Mengenai dinamika perkuliahan, meskipun ini sudah merupakan kedatangan yang kedua kalinya, ternyata saya masih cukup kagok juga saat hadir di kelas perdana pagi itu. Begitu sampai di kelas, saya tambah kaget karena tahu bahwa tiga dari empat kelas yang saya ambil ternyata pesertanya dicampur dengan mahasiswa S3. Saya hanya bisa tertawa miris membayangkan harus berdiskusi menggunakan kosakata akademis dan istilah-istilah linguistik dalam Bahasa Mandarin dengan teman-teman yang pengetahuan dan pengalamannya tentu sudah jauh di atas saya. Dan benar saja, kuliah tatap muka yang didominasi presentasi individu dan diskusi materi betul-betul membutuhkan kesigapan telinga untuk menyimak isi diskusi dan lidah yang licin untuk merespon pertanyaan-pertanyaan yang kapan saja bisa dilemparkan ke kita. Masih segar dalam ingatan, di minggu-minggu awal kuliah saya hanya bisa diam seribu bahasa menyaksikan teman-teman sekelas saya presentasi dan diskusi tanpa rasa gugup sama sekali. Rasanya takut sekali mau buka mulut buat angkat bicara. Saya takut kalau kosakata yang saya pakai kurang tepat atau terlalu sederhana. Saya takut ditertawakan. Saya takut diremehkan. Tapi di atas itu semua, yang paling saya takutkan adalah saya dianggap bodoh! Logikanya, orang mana sih yang ingin dianggap bodoh? Tentu tidak ada. Tapi logika ini sebenarnya tidak sepenuhnya cocok dalam dunia belajar. Saat masih belajar, jangan pakai mental sang juara, karena tanpa disadari mental ini membuat kita menjadi terlalu fragile, sensitif, salah sedikit saja sudah takut “gelar juaranya ternodai”, padahal kesalahan justru merupakan “nafas” yang bisa membuat proses belajar kita menjadi selalu “hidup”. Pembalap sepeda yang sudah berkali-kali juara biasanya sering merasa lebih frustrasi saat dia tergelincir. Sedikit saja tergelincir bisa membuatnya merasa ada “cacat” dalam prestasinya, padahal dia lupa saat masih amatiran dulu berkali-kali jatuh pun ia tidak terlalu merasa “sakit” karena dia tahu dia masih dalam proses belajar, dia masih amatiran.

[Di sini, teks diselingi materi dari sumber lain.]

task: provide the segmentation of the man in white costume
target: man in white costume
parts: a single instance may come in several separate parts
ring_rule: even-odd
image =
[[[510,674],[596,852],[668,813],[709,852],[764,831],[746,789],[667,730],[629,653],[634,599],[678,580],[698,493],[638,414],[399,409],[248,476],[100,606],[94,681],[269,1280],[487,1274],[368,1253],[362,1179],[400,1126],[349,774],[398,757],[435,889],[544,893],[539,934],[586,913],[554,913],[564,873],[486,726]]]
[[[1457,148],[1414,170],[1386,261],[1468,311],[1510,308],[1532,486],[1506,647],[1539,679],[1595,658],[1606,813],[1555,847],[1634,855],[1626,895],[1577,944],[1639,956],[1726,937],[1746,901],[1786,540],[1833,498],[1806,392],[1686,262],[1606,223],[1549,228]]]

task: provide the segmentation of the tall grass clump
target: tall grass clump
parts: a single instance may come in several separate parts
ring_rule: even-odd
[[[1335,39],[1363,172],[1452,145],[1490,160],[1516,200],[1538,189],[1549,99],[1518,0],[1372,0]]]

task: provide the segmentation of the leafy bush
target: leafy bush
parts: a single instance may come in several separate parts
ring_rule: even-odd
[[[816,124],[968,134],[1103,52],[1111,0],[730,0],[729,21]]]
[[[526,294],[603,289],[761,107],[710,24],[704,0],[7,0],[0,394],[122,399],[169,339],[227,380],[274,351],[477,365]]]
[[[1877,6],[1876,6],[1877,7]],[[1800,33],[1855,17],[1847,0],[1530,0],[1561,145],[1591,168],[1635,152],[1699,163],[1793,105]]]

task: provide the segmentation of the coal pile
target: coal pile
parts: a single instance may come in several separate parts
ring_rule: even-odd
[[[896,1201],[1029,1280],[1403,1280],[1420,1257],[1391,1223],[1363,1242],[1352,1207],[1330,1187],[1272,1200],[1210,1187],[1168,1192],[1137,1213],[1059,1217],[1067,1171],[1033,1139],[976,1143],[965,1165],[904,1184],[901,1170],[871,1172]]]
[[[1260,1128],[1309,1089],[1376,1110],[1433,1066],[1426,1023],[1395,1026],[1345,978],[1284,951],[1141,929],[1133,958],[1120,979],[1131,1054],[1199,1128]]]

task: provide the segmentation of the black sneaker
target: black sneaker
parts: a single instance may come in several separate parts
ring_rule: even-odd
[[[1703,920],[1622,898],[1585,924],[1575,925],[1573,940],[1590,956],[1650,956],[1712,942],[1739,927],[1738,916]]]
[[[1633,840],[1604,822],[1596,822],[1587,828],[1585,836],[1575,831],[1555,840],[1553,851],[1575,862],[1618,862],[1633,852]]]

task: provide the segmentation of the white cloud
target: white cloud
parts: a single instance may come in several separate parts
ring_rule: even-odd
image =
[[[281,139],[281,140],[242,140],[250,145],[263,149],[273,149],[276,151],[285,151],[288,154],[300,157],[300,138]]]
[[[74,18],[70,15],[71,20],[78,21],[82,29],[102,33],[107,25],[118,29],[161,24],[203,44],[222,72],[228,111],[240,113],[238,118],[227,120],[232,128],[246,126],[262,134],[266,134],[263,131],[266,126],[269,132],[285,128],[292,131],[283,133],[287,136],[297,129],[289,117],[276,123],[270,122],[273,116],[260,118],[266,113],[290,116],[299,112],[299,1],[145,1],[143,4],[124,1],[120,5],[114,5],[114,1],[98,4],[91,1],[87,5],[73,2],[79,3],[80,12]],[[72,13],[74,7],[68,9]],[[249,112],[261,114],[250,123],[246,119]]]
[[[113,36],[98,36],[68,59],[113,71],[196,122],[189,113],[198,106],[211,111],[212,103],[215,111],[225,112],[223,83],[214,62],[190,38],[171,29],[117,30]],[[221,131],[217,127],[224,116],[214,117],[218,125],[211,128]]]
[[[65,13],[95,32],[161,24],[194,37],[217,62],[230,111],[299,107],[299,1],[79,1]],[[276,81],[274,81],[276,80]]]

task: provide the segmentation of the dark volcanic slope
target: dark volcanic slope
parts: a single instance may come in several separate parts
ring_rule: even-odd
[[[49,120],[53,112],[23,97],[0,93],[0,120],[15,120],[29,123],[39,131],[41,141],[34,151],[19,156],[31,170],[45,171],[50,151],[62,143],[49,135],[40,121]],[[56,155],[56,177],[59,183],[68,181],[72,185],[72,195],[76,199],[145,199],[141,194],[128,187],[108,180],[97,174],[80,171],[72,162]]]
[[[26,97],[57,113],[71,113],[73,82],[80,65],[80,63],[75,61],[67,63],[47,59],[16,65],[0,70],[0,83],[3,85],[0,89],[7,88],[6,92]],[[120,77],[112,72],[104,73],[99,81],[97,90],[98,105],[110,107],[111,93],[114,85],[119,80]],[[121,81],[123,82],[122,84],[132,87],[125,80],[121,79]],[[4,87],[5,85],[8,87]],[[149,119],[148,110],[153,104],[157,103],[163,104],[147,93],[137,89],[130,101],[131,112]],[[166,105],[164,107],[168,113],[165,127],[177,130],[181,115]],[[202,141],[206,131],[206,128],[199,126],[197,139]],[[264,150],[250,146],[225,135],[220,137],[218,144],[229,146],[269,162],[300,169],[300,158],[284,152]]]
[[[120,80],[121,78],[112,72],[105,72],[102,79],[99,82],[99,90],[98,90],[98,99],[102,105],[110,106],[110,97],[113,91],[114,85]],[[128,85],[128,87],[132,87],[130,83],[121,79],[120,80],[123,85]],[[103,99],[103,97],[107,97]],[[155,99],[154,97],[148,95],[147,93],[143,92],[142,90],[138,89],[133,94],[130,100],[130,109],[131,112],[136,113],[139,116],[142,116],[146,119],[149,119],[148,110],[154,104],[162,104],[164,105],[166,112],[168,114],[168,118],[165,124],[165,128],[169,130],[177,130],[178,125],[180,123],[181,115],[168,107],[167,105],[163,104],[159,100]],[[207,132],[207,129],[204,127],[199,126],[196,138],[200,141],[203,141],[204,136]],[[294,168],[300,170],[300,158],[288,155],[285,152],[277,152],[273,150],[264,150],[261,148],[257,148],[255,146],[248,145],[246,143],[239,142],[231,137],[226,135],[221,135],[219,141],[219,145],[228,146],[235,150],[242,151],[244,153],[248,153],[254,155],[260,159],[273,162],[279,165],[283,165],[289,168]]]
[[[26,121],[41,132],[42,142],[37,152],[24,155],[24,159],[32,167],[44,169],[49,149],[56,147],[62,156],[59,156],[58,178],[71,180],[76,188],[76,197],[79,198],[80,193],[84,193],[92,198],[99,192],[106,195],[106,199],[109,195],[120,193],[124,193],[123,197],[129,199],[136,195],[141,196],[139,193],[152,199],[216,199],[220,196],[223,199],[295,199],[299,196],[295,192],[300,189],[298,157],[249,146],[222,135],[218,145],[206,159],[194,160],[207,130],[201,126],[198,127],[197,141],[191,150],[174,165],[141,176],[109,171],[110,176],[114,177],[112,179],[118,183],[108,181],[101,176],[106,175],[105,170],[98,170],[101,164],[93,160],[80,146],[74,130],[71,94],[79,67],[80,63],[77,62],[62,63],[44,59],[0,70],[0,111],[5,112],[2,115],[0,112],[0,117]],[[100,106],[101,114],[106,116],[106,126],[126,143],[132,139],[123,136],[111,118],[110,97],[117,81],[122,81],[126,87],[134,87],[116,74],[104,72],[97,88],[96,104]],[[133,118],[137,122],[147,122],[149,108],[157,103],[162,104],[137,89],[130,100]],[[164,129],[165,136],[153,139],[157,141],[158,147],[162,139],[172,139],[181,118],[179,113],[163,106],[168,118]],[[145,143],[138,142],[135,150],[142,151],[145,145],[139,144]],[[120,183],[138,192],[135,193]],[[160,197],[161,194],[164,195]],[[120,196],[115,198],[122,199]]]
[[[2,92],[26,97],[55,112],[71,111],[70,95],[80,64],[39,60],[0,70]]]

Jadilah dia bangkit lagi, naik sepedanya lagi, dan latihan lagi. Dalam konteks ini, mental si amatiran justru lebih kuat, atau bahasa Jawanya lebih kendel, daripada mental sang juara. Mental si amatiran yang tidak takut “terluka” itulah yang membuat dia bisa berkembang. Berangkat dari refleksi ini, dengan menggunakan mental si amatiran, saya pun kembali melangkahkan kaki ke kelas sambil berkata dalam hati: “Sikat saja Rin! Pasti bisa!”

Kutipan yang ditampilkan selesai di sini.